To better protect heat-exposed workers, OSHA is:
Launching a rulemaking process to develop a workplace heat standard:
OSHA is announcing the issuance of an Advance Notice of Proposed Rulemaking (ANPRM) on heat illness prevention in outdoor and indoor work settings. This is a significant step toward a federal heat standard to ensure protections in workplaces across the country. The ANPRM, to be published in Fall 2021, will initiate a comment period allowing for OSHA to gather diverse perspectives and technical expertise on topics including heat stress thresholds, heat acclimatization planning, and exposure monitoring.

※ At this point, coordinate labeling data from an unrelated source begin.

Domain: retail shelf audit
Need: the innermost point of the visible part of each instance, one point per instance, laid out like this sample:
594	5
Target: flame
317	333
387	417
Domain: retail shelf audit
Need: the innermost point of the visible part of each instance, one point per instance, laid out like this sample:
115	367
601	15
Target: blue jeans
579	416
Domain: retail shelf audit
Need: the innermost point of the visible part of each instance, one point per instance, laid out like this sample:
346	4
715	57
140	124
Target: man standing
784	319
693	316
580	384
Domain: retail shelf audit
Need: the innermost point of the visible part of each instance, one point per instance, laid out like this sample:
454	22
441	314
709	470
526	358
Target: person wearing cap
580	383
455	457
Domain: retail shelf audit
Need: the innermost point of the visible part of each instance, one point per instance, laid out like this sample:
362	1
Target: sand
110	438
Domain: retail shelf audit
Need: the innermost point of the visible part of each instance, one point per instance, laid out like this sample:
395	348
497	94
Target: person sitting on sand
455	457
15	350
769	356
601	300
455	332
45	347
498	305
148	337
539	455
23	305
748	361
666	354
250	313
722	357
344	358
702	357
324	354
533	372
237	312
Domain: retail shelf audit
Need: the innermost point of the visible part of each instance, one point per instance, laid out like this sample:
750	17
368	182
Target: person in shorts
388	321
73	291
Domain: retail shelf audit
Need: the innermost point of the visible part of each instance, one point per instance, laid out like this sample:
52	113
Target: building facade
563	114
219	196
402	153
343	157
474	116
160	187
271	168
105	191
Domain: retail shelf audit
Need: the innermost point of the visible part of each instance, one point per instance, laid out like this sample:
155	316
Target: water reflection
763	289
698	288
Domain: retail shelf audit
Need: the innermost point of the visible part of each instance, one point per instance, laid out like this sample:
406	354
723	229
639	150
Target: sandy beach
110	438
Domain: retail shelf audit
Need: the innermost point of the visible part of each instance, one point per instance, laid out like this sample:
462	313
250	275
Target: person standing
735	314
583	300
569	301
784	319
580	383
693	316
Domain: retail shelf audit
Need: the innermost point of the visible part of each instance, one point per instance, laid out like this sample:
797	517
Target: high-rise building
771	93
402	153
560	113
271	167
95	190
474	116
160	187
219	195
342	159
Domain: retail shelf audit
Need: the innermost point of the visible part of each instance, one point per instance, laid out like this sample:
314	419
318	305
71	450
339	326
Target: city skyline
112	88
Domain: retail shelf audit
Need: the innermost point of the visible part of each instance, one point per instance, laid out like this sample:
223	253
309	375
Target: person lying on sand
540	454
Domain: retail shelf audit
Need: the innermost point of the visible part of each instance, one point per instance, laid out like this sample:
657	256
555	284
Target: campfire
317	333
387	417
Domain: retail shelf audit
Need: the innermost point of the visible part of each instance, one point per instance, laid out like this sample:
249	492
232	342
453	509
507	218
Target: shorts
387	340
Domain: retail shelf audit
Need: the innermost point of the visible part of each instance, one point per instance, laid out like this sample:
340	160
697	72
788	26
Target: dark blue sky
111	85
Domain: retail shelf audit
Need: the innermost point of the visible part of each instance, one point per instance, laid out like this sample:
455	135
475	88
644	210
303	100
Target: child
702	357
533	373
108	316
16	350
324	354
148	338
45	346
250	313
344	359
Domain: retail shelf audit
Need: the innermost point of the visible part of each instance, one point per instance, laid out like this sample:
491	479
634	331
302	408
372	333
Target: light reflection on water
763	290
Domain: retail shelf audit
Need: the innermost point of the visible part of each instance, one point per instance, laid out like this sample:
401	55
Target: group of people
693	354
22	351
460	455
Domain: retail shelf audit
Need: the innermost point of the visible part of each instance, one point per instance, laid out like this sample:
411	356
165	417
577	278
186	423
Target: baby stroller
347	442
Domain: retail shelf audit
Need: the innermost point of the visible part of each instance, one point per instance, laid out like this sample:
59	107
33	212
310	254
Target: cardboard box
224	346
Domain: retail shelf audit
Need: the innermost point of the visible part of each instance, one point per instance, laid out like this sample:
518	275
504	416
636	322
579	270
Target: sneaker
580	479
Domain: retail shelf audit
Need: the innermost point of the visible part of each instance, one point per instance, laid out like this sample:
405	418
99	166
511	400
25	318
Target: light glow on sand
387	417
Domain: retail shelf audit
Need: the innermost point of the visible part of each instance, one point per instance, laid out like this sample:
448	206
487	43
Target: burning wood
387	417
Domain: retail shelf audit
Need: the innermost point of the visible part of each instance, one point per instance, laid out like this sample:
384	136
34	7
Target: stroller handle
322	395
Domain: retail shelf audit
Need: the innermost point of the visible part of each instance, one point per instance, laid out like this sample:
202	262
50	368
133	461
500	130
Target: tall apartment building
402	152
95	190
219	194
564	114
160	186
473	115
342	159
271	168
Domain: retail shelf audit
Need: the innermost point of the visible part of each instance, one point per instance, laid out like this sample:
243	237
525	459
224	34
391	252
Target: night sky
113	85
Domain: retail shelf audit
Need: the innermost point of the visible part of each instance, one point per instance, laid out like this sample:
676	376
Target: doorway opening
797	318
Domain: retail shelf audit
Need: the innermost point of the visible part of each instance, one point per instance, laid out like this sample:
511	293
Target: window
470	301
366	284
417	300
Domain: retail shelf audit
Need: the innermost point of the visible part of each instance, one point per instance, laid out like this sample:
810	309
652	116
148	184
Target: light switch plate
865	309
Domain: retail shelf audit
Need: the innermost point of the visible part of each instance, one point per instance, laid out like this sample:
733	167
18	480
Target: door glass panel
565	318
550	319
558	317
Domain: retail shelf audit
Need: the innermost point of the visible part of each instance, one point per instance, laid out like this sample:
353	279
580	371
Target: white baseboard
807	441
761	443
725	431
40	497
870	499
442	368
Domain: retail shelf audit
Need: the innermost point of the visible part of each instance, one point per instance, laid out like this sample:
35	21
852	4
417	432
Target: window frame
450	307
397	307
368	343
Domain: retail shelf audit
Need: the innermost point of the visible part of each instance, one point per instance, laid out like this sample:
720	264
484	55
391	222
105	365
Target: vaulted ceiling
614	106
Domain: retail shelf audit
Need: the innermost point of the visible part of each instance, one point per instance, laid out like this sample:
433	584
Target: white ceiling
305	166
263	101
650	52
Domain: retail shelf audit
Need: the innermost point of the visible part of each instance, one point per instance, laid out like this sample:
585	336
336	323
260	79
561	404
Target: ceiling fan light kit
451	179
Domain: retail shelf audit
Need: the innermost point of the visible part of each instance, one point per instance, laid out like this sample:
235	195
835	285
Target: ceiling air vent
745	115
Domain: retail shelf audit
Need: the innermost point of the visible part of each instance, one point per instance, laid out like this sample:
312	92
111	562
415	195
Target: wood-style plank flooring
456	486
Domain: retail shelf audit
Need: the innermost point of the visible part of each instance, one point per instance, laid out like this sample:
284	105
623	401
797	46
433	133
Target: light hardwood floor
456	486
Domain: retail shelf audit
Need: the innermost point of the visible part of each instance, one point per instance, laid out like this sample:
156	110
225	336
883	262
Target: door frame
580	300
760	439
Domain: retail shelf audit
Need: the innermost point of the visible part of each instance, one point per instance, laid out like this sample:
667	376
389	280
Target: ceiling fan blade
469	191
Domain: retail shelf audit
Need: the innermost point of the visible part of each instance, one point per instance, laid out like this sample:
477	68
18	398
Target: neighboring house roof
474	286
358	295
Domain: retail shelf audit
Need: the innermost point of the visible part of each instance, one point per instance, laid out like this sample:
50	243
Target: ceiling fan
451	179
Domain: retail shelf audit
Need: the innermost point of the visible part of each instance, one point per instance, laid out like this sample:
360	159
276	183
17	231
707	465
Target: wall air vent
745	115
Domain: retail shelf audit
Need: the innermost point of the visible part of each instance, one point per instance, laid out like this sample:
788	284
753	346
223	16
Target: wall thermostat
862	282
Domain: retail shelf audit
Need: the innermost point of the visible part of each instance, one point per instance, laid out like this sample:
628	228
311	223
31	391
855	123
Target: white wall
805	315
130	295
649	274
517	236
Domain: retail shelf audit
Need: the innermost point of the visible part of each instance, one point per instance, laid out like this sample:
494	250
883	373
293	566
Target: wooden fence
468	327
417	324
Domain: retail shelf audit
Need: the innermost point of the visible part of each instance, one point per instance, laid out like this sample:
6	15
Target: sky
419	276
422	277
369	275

Implementing an enforcement initiative on heat-related hazards:
In parallel with beginning rulemaking on a heat-specific standard, OSHA can use existing tools to protect workers in hazardously hot indoor and outdoor settings. Through a new enforcement initiative, OSHA will prioritize heat-related interventions and workplace inspections on days when the heat index exceeds 80°F. On these days, OSHA Area Directors will dedicate additional resources in responding to heat-related complaints and expand the scope of programmed and unprogrammed inspections to address heat-related hazards. In addition to shaping the focus of OSHA field staff, this initiative also will expand on OSHA’s campaign to educate and assist employers on heat illness prevention.
Developing a National Emphasis Program on heat inspections:
OSHA is also working to formalize a National Emphasis Program (NEP) on heat hazard cases, which will target high-risk industries and focus OSHA resources and staff time on heat inspections. Establishing a new NEP requires extensive data review, which OSHA is working to complete in order for the NEP to take effect before the Summer 2022 heat season. In doing so, OSHA will build on the existing Regional Emphasis Program for Heat Illnesses in Region VI, which covers Arkansas, Louisiana, New Mexico, Oklahoma, and Texas.
Indoor heat hazards also covered
The OSHA heat initiative covers both outdoor and indoor workplaces. Typical indoor worksites where heat-related illnesses may occur include foundries, brick-firing and ceramic plants, glass production facilities, rubber products factories, electrical utilities (particularly boiler rooms), bakeries, confectioneries, commercial kitchens, laundries, food canneries, warehouses without adequate climate control, chemical plants, and smelters.